In a meeting last month with former Interior Minister Mohamed Ibrahim, Hassan submitted a memo calling for reform of the security services. “State Security should not spy on the Egyptian people,” he told The Daily Beast.
In addition to the kidnappings, large numbers of people have “disappeared” over the past year.
According to a recently launched campaign group called Hanlayhom, which means “we will find them” in Arabic, around 1,200 people have vanished without a trace since the fall of Mubarak. Many were arrested by the military during anti-government demonstrations, while others simply disappeared with no explanation.
In one instance, a 15-year-old boy reappeared earlier this month after spending several months inside a military prison. His family had heard nothing about him since he went missing.
In another heart-breaking case, a young man called Mohamed Sadiq went missing during the early stages of the Egyptian uprising. His mother tried calling his mobile for weeks, but could not get through to anyone, according to the campaign group.
Eventually, after two months, a soldier picked up. He said he had found Sadiq’s phone deep in the desert close to the location of a military base. He had no idea where the woman’s son was.
There is little direct evidence linking remnants of Egypt’s State Security with the disappearances. Indeed, the hundreds of cases took place during a time when the military was involved in many crackdowns on demonstrations and implicated in a number of high-profile examples of torture and brutality.
According to Karim Medhat Annarah, a researcher on security sector reform for the Egyptian Initiative for Personal Rights, State Security began to take a lower profile during the transitional period in which the Supreme Council of the Armed Forces (SCAF) held sway. Many of its responsibilities were subsequently pawned off onto the military. “Their work is not very visible anymore,” he said.
Instead, the most serious obstacle to reform comes not from the National Security forces, he suggested, but from the police.
“They were in charge of day to day policing, crime prevention, and crime fighting,” he said. “In terms of the abuses they carried out, it was much higher than State Security.”
He argued that the police force was in need of root and branch reform, beginning with a change in mentality at Egypt’s police academy, and extending to reining in officer powers and instituting pay raises to prevent corruption.
Hassan, of the Cairo Institute for Human Rights Studies, meanwhile suggested that the best way to reform the security services was to establish an oversight committee comprised of judges and human-rights workers.

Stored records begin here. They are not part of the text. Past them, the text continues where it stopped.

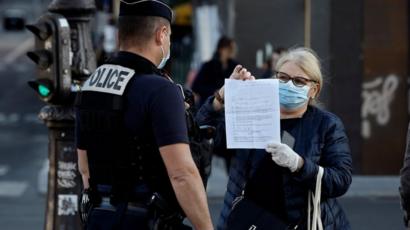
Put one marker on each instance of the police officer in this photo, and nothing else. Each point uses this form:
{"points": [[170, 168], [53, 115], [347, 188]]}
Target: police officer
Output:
{"points": [[131, 134]]}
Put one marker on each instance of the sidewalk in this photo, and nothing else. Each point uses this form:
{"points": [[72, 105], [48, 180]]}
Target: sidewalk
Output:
{"points": [[362, 186]]}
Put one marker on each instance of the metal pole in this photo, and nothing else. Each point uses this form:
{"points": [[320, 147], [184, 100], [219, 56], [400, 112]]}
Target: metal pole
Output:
{"points": [[308, 22], [64, 181]]}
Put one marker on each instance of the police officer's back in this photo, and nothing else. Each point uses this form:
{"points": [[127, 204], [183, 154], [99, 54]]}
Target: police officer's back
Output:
{"points": [[131, 133]]}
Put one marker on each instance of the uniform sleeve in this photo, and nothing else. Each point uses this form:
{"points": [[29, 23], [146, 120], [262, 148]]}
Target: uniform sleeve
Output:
{"points": [[168, 116], [80, 140]]}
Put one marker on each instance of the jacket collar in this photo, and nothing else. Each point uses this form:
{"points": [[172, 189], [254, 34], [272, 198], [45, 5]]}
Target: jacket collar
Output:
{"points": [[134, 61]]}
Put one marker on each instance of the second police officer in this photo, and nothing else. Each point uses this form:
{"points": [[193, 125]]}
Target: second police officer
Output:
{"points": [[131, 134]]}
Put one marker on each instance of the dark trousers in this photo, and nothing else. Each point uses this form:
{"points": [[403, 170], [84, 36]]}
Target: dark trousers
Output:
{"points": [[110, 219]]}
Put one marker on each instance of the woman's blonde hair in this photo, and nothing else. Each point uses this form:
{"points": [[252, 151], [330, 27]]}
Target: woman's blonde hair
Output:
{"points": [[307, 60]]}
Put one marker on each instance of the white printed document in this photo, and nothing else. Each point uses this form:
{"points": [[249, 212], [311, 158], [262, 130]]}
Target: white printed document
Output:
{"points": [[252, 113]]}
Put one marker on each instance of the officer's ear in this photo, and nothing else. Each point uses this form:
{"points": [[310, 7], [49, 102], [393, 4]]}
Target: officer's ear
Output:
{"points": [[160, 35]]}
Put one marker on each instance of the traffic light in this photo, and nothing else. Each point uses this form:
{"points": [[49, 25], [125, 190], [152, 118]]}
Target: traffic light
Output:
{"points": [[52, 54]]}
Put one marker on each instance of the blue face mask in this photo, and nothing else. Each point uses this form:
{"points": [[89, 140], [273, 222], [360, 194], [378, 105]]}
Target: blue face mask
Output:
{"points": [[292, 97]]}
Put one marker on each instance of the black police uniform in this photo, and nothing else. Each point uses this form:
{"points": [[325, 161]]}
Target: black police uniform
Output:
{"points": [[125, 111]]}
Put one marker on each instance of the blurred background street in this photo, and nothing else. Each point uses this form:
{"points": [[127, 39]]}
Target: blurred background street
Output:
{"points": [[377, 144]]}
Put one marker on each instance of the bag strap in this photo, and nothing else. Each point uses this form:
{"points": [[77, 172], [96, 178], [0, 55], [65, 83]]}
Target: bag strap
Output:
{"points": [[315, 223]]}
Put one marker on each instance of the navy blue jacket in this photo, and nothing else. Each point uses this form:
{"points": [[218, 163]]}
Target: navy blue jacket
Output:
{"points": [[320, 140]]}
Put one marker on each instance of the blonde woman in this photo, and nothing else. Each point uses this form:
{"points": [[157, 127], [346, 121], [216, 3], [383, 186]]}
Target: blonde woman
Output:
{"points": [[278, 179]]}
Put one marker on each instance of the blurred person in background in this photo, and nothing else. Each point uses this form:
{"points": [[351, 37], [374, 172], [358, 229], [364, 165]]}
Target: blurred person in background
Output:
{"points": [[278, 179], [269, 65], [212, 74], [211, 77], [405, 182]]}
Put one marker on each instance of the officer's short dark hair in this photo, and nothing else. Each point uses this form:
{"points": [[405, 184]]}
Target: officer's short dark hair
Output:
{"points": [[137, 30]]}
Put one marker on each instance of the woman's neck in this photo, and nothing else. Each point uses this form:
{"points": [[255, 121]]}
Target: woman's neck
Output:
{"points": [[286, 114]]}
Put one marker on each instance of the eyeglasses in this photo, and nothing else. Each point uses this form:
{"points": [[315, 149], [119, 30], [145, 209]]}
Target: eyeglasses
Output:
{"points": [[297, 81]]}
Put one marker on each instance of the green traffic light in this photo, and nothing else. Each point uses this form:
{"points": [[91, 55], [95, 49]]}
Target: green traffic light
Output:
{"points": [[43, 90]]}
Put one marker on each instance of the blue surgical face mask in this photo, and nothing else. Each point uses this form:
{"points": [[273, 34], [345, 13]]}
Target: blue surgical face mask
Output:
{"points": [[165, 58], [292, 97]]}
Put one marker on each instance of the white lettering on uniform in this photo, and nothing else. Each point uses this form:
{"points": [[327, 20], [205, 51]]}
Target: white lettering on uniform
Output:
{"points": [[108, 78]]}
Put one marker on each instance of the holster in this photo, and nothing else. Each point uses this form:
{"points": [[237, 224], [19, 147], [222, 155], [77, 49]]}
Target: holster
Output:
{"points": [[163, 216]]}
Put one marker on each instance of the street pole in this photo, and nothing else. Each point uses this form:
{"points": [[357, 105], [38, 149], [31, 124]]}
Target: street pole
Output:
{"points": [[64, 181]]}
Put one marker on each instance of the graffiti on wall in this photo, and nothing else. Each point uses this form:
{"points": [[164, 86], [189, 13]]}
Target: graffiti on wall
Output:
{"points": [[66, 174], [377, 96]]}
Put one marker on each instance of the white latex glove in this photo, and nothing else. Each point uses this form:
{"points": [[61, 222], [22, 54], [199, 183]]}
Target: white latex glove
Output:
{"points": [[284, 156]]}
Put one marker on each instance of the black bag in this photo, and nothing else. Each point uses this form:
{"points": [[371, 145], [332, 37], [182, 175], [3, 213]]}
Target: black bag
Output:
{"points": [[246, 215]]}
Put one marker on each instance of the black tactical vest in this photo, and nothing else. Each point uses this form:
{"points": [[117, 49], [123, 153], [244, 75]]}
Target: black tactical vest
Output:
{"points": [[116, 157]]}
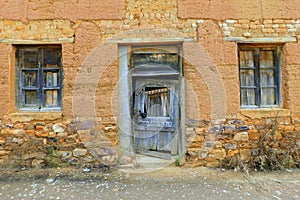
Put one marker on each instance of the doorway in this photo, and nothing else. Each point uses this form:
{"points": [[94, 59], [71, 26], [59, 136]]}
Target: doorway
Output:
{"points": [[155, 102]]}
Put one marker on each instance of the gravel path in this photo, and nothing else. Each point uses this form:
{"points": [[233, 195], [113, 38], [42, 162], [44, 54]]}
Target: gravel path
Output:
{"points": [[168, 183]]}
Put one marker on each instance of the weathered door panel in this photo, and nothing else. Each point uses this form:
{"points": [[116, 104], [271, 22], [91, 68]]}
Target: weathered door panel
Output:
{"points": [[156, 114]]}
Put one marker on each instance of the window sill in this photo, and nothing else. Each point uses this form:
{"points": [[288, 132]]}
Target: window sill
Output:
{"points": [[265, 112], [27, 116]]}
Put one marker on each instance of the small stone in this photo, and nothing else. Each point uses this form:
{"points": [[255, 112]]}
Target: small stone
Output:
{"points": [[37, 163], [62, 134], [59, 128], [247, 34], [79, 152], [3, 153], [64, 154], [19, 132], [230, 146], [19, 141], [242, 136], [243, 128]]}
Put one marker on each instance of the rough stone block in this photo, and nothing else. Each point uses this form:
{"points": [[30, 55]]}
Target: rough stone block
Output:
{"points": [[242, 136], [79, 152]]}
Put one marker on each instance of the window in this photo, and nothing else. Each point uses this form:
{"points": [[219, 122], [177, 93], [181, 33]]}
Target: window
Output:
{"points": [[259, 68], [39, 75]]}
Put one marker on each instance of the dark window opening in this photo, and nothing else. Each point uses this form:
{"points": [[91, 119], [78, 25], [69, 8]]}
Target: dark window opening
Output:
{"points": [[39, 75], [259, 76]]}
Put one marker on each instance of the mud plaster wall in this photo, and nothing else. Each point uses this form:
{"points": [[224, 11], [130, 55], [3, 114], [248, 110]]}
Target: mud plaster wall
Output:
{"points": [[212, 24]]}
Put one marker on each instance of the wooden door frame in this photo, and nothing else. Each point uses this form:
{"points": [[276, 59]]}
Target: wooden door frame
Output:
{"points": [[125, 133]]}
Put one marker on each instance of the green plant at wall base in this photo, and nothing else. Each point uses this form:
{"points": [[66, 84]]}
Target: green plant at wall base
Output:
{"points": [[177, 162]]}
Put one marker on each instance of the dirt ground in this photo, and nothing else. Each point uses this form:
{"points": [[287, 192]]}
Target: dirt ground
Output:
{"points": [[167, 183]]}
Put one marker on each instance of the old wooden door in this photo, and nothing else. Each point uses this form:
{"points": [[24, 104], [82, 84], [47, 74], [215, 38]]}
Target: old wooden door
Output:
{"points": [[156, 112]]}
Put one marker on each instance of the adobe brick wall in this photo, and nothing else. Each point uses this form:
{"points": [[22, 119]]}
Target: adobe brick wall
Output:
{"points": [[71, 10], [214, 26]]}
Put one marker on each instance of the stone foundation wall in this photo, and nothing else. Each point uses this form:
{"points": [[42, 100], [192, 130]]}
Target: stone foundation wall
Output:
{"points": [[57, 142], [213, 143]]}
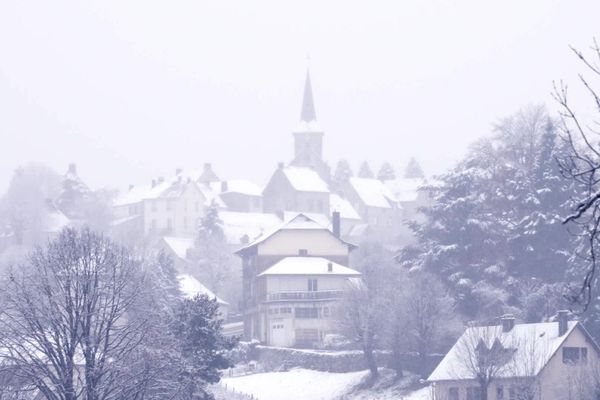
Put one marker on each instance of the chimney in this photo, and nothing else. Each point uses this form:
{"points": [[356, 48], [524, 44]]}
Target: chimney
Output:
{"points": [[508, 322], [335, 222], [563, 322]]}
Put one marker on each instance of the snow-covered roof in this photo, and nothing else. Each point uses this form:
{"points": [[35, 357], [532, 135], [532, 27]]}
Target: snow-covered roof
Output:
{"points": [[190, 287], [373, 192], [305, 180], [405, 189], [528, 347], [308, 266], [320, 219], [301, 222], [343, 206], [237, 186], [236, 225], [179, 245], [169, 188]]}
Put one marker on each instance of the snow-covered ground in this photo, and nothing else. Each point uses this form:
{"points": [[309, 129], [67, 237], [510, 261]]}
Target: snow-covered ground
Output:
{"points": [[302, 384], [296, 384]]}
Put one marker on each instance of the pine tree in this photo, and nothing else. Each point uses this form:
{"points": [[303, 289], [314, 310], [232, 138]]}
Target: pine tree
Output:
{"points": [[365, 171], [386, 172], [413, 170]]}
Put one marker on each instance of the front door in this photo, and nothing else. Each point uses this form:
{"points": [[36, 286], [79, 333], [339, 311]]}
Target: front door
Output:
{"points": [[278, 333]]}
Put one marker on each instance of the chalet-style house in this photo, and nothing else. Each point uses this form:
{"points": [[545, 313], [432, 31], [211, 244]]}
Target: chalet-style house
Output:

Yet reform will not be easy. According to Nermine Yosri from Hanlayhom, politicians are wary of resurrecting Egypt’s revolutionary ghosts. “Nobody cares about the missing people cases,” she said. “The political parties, government, and some NGOs don’t care. We’re working alone.”
Annarah said that for many in power, the issue simply isn’t a priority. “We don’t have the key allies in government who believe now is the time to hold people accountable.”
Nevertheless, he held out hope that some form of justice would eventually prevail. “A couple of months ago people would never have expected that Field Marshal Hussein Tantawi would be deposed,” he said. “You never know when we might have a breakthrough in accountability.”
An earlier version of this article stated that Bahey el-Din met with Interior Minister Ahmed Gamal. El-Din met with former Interior Minister Mohamed Ibrahim.